Cancer cells Pathway
It has been shown that cancer cells go through aerobic glycolysis. Glycolysis is a metabolic pathway in the body to generate energy. So cancer cells receive the majority of their energy from the glycolysis pathway where glucose is converted to lactate for energy and then it is followed by lactate fermentation (Liberti MV, Locasale JW, 2016). This is called the Warburg Effect and has been studied for over 90 years.

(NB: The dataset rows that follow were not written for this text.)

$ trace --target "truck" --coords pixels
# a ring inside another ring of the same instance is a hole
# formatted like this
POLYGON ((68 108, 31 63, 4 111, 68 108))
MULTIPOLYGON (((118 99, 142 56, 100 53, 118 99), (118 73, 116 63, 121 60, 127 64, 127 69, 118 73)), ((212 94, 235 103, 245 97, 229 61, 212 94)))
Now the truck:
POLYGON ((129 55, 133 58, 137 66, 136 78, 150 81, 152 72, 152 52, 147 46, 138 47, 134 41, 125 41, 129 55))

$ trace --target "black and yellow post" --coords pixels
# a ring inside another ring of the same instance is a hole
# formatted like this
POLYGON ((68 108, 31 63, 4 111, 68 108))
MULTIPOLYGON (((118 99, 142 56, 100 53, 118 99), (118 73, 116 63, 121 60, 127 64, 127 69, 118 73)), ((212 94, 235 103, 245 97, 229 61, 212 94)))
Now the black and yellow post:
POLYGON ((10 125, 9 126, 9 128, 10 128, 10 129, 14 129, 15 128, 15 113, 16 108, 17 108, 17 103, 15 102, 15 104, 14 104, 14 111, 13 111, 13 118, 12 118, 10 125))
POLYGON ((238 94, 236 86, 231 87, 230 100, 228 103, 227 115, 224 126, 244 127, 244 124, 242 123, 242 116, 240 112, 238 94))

Glucose is metabolized and is able to be used for energy in the form of ATP, which is necessary for life. This process ends up in producing lactate or when glucose is fully oxidized goes through the respiration pathway in the mitochondria and CO2 is produced.
Tumors and other types of cells that multiply increase the rate of the amount of glucose being taken up quickly and fermentation occurs producing lactate. Research has been performed showing that if cancer cells were suppressed in performing fermentation, it may reduce cancer cells.
In a laboratory setting, scientists took a compound that forced cancer cells to turn away pyruvate from entering into the fermentation pathway and instead go into the aerobic respiration pathway. The research demonstrated that if this stage of fermentation could be blocked, it would slow down the growth of cancer cells.
Research began to evaluate cancer cell fermentation and NAD+ (Luengo A et al, 2020). A particular compound was used to stimulate NAD+ production in the cells. This caused the cells to quickly proliferate again, but without executing fermentation. It was shown that the cells actually need more NAD+ and less ATP. It was believed that when there was too much ATP then it would slow down the respiration pathway and also the production of NAD+.
It has been stated that compounds that force cancer cells to switch back to aerobic respiration instead of fermentation could offer a possible way to treat tumors. Although it also stated that compounds that inhibit NAD+ production could also have a beneficial effect. https://news.mit.edu/2021/cancer-cells-waste-energy-0115
NMN and cancer cells
Pan F, Kang S, Zhao Y et al. Effect of β-nicotinamide mononucleotide on tumor formation and growth in a lung cancer mouse model. Materials Chemistry Frontiers. 2021;Issue 2.
In one animal study with mice the role of NMN in oncogenesis of lung cancer was investigated. The animals were intraperitoneally injected with NMN daily for two weeks followed by subcutaneous injection of mouse lung cancer cells (LLC).
Three weeks later, the tumor incidence and tumor size and volume were measured. To verify whether NMN can inhibit tumor growth, a xenograft model was constructed in nude mice.
After intraperitoneal injection with NMN for three weeks, the mice’s weight and tumor volume were measured. After NMN treatment, the tumor formation rates in the two C57 mouse groups were both 100%. The tumor volume has no statistical difference between the NaCl control group and NMN treatment group.
Immunohistochemical study of Ki67 in tumor sections from the two groups indicated that NMN does not affect the proliferation of tumor cells. The tumor volume in nude mice has no statistical difference either between the NaCl control group and NMN treatment group.
NMN does not affect the proliferation of tumor cells in mouse subcutaneous tumors. Carcinoembryonic antigens (CEA), interleukin-1β (IL-1β), interleukin-6 (IL-6), tumor necrosis factor-α (TNF-α), and stromal cell-derived factor 1 (CXCL-12) have no significant difference between the two groups.
The conclusion of investigators had mixed results: “Our findings indicate that NMN does not prevent formation of lung cancer or restrain tumor growth in a mouse xenograft model, nor does it promote tumor growth.”
In other words the investigators couldn’t show that NMN prevented cancer or hold back tumor growth. On the other hand, the research didn’t show NMN increased tumor growth.
Charles Brenner, chief scientific advisor for ChromaDex stated “higher-than-normal NAMPT levels in many cancers do not prove that high NAD+ levels actually promote cancer growth, he notes. He contends that studies that kill cancer cells by suppressing the NAD+-producing enzyme also do not properly address the issue. “Whether low NAD+ would block cancer and whether high NAD+ would promote cancer are two separate questions.” https://www.scientificamerican.com/article/cancer-research-points-to-key-unknowns-about-popular-antiaging-supplements/
One review included only the abstract. If you would like the full article I could order it. If you want it let me know. The review stated:
“Administration of NAD+ precursors such as nicotinamide riboside (NR) and nicotinamide mononucleotide (NMN) offer promising therapeutic strategies to improve health, progeria comorbidities, and cancer therapies (Demarest TG et al, 2019).”
It is possible that this review includes research demonstrating that NAD+ precursors have a negative effect on cancer growth.
In summary, there is controversy on if NAD+ has an effect on the proliferation of cancer cells. I was only able to find some laboratory and animal studies. Further investigation would need to be done to determine what other research is available to support theories.
This article is for educational purposes only and is not intended to diagnose, treat, cure or prevent any disease.